I have been in a serious car accident, and it’s certainly not a series of events I like to visit every day, because it’s an unpleasant, spine shaking awareness. But, if you will indulge me, I remember the moment before the car collided as being so inevitably horrible, that my entire body went limp. I also remember the swarm of fire, very slowly, burning through me, as I realized in the aftermath – at the end of the brief skidding, that I was still alive. That fire was the fire of pain, and it was just insufficient to overwhelm me, so I remained conscious throughout.
Surviving a car accident is a useful lesson. It is just one situation where we may come to think of a simple machine, a car, as a deadly instrument. For about 1 month I was not comfortable being in one. Because, after all, being in one had nearly killed me. But I got over it, and now I can drive around in a car without dwelling on the fact that driving presents a daily opportunity to quickly and easily be killed, or to kill other people or animals close to the road.
Religion seems to make death into a metaphor. When we think of death we imagine angels, and heaven, and some or other benign city with paved roads. I remember after my mother died, I had a hard time imagining her in some sky city, because I knew for a fact where her body was. I also had a hard time imagining that one hour, five days, a year after her death, she was somewhere else, singing songs. At least in terms of those who temporarily survive – those left behind after those around us die – death is permanent. People will scoff and excavate fragments out of a newspaper, talking about a tunnel of light, but I have to say, when my knee was gutted to resemble a volcano in my car accident, I also felt a fire. It’s not an experience I would choose to repeat. I’d rather choose life.
Meanwhile, I wonder. If more human beings did not believe in the afterlife, would we not value our lives a great deal more, and live in a way that demonstrated an effort to savour each moment, to protect, celebrate and respect and love each other? I believe that the collective view of a ‘second life’ (supposedly better than this one, where we are rewarded by a King for all our sacrifices) means we waste our first life, and we rationalize not facing the issues we need to face, we rationalize our fears for not participating in something, based on the idea that we will be rewarded.

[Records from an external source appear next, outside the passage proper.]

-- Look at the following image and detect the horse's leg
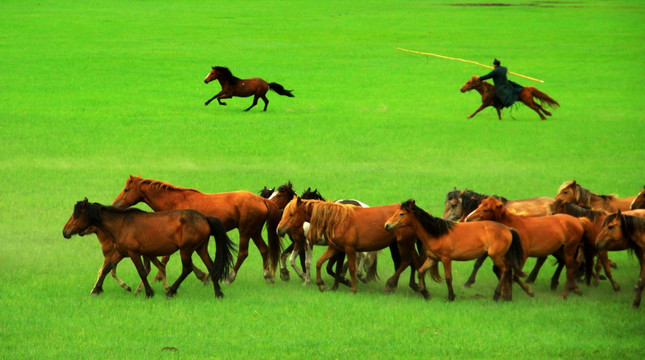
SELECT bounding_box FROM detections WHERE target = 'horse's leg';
[166,249,194,298]
[316,246,337,291]
[464,254,488,287]
[193,245,224,298]
[128,251,155,298]
[244,95,266,111]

In High School some of the kids came up with this mantra: what if you die before you’ve had sex? The thinking went on that surely as soon as you’re capable of it; you should make the most of it, because soon you might be dead. It’s a simple statement, worth considering. What if you die before you’ve ________? Fill in the blank yourself.
In that question, a great deal of truth and meaning resides. We should not choose, as is the craze with suicide bombers, to die for something. We should live for something. And it is perhaps intelligent to be aware that maybe, just maybe, when we die, we sleep, never to awaken from our sleep. We are, just as we were before we were born: No more in the existence of things. The world continues without us, remembering us for a time, and then, we are no more, not even a memory. With these thoughts, be mindful of your beliefs and the doctrine they’re based on, and be mindful of each precious day that dawns for you.